In other news, Spain's leftist PM slammed the US withdrawal, while celebrating Spain's success when it comes to evacuating 2,206 people via 17 flights, Prime Minister Pedro Sanchez said at a news conference, calling the rescue operation "mission accomplished."
Still, the situation inside Afghanistan is "a tragedy, a crisis, a failure," he added. Spain had harbored "many doubts" about the US decision to pull out. "All of this is going to bring a series of consequences from the point of view of geopolitics, security and migratory flows that evidently we will have to have to reconsider, and take measures jointly."
When pressed by reporters, Gen. Taylor declined to detail how U.S. will follow through on Biden's vow to "hunt down" ISIS-K terrorists while also withdrawing troops: "We have options there right now, that we can ensure the commander has the ability to take action as those opportunities present themselves"
UK Foreign Secretary Dominic Raab confirmed Friday that two British nationals and the child of another British national were killed during Thursday's attacks. Raab said he was "deeply saddened" by the deaths and added that "Yesterday's despicable attack underlines the dangers facing those in Afghanistan and reinforces why we are doing all we can to get people out. We are offering consular support to their families.

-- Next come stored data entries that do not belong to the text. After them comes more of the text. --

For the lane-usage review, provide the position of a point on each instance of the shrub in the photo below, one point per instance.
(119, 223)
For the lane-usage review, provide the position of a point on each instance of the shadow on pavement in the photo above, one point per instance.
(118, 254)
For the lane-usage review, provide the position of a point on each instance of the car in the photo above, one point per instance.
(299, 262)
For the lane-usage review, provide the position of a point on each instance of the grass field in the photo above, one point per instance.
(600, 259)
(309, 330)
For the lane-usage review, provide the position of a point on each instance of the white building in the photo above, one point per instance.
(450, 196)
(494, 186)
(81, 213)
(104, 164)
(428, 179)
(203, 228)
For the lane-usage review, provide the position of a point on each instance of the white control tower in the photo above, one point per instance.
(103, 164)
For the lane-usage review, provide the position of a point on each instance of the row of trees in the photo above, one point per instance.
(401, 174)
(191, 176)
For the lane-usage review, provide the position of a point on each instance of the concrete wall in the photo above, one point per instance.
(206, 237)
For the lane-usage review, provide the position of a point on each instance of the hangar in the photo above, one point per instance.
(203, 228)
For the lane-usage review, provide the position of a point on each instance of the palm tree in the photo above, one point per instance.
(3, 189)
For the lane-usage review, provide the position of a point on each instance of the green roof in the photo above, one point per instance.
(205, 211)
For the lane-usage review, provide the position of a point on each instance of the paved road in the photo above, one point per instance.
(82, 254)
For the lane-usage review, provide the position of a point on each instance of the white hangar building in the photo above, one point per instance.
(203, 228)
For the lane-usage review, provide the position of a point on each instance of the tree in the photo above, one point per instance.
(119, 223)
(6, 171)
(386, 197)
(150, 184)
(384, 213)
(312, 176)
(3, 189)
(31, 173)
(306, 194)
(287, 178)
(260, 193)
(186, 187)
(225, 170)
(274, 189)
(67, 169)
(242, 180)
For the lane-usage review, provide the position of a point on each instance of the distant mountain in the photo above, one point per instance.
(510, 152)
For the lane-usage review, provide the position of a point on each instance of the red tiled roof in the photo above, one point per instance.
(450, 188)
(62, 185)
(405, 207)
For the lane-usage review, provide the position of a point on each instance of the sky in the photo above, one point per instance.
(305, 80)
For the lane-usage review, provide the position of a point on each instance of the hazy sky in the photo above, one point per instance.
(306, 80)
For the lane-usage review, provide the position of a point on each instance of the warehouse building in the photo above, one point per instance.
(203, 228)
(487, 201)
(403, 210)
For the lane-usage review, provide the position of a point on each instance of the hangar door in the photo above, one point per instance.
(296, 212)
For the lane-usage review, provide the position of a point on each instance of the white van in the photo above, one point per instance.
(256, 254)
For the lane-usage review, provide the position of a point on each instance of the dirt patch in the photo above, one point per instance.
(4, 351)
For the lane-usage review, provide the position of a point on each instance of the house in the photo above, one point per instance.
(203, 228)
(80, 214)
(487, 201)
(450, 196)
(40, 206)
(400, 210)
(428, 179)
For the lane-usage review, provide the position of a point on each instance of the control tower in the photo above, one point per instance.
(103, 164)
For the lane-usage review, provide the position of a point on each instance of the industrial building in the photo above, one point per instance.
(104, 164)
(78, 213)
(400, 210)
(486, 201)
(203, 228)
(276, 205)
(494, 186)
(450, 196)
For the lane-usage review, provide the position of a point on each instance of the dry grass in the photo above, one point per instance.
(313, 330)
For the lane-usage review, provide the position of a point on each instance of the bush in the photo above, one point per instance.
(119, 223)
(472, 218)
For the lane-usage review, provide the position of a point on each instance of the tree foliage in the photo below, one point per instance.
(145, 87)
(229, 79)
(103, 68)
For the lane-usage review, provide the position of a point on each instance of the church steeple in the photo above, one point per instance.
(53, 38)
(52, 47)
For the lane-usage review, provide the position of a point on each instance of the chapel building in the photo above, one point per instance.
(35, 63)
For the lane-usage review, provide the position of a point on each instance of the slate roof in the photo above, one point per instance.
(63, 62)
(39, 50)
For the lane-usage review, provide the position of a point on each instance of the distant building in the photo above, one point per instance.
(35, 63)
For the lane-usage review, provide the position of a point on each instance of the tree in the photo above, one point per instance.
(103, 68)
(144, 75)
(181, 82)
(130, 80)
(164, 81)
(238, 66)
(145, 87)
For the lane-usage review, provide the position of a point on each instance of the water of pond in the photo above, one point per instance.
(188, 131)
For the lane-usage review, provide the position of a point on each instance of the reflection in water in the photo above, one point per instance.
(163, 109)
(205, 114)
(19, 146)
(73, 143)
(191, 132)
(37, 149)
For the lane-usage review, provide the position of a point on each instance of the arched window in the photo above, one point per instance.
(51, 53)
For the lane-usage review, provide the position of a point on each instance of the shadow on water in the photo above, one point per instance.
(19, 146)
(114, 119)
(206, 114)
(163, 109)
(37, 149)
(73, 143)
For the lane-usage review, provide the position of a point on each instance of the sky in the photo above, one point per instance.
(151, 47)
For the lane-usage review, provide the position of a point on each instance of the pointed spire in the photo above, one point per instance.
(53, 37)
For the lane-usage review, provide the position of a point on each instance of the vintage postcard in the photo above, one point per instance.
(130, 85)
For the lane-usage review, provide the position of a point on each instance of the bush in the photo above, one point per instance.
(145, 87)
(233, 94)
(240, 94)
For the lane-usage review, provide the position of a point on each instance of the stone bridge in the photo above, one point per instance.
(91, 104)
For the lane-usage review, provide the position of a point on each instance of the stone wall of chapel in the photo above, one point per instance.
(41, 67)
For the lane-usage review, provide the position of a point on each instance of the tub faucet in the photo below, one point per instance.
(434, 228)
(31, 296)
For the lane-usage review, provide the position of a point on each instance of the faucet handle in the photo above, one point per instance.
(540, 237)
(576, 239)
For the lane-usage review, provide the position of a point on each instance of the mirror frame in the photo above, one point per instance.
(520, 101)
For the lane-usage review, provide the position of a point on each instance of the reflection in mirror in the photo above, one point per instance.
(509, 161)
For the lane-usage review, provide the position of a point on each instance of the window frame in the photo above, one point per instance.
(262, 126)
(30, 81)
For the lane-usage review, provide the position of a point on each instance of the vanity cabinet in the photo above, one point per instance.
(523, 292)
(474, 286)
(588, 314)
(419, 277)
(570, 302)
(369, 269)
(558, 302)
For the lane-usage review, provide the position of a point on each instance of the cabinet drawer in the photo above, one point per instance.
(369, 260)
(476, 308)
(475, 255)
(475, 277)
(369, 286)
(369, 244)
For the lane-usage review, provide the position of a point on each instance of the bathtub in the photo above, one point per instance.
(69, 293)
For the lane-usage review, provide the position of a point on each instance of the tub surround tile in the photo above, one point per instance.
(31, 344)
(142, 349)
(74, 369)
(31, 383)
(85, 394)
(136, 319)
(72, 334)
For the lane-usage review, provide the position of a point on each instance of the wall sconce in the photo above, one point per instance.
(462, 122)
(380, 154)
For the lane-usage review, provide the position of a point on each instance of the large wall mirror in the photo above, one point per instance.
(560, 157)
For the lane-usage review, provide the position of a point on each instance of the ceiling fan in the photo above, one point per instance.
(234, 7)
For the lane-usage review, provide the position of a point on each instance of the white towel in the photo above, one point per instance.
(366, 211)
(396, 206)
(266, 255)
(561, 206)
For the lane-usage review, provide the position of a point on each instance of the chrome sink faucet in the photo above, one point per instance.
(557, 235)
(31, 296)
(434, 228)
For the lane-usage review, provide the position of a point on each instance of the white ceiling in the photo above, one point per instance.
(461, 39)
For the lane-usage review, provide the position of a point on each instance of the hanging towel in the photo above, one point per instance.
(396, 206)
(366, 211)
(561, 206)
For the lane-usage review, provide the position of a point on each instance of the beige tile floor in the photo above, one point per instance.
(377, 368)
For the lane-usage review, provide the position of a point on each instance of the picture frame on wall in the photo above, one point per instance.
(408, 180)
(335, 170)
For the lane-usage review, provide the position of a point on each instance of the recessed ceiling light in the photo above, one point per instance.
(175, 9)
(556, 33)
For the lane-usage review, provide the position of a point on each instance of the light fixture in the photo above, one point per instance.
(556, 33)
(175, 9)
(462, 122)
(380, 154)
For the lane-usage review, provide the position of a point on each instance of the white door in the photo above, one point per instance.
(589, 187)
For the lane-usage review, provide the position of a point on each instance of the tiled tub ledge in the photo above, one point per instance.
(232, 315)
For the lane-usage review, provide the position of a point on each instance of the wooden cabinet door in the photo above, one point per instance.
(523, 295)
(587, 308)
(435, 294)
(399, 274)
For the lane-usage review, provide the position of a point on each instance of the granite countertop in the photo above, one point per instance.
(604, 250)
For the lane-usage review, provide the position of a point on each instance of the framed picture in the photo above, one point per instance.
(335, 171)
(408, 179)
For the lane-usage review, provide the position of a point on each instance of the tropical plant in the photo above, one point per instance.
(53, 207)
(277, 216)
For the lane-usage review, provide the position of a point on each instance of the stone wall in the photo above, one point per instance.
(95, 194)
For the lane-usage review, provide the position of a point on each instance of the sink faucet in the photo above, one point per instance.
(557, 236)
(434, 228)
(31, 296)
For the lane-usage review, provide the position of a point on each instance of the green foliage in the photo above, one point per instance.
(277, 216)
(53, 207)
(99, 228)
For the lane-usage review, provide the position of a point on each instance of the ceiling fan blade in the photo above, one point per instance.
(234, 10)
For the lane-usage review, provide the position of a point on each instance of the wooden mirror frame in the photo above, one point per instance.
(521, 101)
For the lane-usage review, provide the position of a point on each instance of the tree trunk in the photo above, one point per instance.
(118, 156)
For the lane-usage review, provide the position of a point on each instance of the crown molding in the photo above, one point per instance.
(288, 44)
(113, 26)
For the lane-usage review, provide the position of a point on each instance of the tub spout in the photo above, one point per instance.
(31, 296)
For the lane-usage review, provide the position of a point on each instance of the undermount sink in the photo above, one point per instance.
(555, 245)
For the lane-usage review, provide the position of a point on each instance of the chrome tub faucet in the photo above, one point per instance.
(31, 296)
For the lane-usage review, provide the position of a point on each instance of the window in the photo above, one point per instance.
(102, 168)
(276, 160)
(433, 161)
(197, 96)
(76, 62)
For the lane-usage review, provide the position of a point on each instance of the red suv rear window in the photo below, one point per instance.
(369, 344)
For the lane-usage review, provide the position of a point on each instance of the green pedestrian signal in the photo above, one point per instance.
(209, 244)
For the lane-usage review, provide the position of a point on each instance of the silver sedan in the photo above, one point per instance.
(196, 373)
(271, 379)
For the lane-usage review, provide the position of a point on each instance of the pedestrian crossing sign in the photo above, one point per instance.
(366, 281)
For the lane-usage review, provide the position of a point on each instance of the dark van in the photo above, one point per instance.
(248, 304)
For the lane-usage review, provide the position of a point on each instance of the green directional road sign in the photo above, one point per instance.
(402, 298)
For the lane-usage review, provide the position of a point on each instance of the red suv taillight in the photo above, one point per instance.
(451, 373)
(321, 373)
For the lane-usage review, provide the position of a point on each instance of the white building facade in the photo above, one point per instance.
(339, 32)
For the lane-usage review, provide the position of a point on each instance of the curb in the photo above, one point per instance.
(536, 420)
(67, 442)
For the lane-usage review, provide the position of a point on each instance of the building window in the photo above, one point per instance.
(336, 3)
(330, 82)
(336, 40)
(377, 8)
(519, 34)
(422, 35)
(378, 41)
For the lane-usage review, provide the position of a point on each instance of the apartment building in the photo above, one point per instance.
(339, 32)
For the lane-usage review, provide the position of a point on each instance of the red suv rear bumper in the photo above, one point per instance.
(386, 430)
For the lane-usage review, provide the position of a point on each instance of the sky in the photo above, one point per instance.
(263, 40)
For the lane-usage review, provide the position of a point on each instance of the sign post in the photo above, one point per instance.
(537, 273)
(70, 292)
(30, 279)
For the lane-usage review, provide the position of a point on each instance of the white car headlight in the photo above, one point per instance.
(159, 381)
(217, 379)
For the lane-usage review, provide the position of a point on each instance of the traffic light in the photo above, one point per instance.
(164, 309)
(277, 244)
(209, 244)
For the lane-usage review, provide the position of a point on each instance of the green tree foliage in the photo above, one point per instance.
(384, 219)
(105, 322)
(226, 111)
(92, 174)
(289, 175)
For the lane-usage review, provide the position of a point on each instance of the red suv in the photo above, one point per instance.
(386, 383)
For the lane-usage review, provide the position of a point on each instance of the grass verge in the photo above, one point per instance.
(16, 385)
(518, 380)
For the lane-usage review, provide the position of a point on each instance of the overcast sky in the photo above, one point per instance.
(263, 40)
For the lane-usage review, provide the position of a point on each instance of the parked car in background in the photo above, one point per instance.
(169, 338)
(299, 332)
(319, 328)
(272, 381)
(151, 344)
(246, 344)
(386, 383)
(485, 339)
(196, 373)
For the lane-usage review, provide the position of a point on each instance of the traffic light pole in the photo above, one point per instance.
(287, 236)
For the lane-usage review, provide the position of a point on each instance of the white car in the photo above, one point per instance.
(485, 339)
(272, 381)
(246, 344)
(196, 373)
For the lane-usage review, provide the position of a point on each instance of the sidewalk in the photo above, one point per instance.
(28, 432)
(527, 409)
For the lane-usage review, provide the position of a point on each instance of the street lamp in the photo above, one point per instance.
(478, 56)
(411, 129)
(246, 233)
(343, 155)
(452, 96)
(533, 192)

Activity at the airport picked up again on Friday, though the size of the crow thronging outside the airport perimeter had shrunk considerably from the levels from earlier in the week. The US military and the Taliban tried to exert what authority they could, as militants with Kalashnikov rifles helped keep crowds farther away from the airport's entrance gates, guarding checkpoints with trucks and at least one Humvee parked in the roads. The American military resumed evacuation flights, and the White House said early Friday that 12,500 people had been evacuated from Afghanistan in the previous 24 hours, despite the attacks.
Still, an estimated hundreds of thousands of Afghans and western citizens remain in Afghanistan despite being desperate to escape from the rule of the Taliban.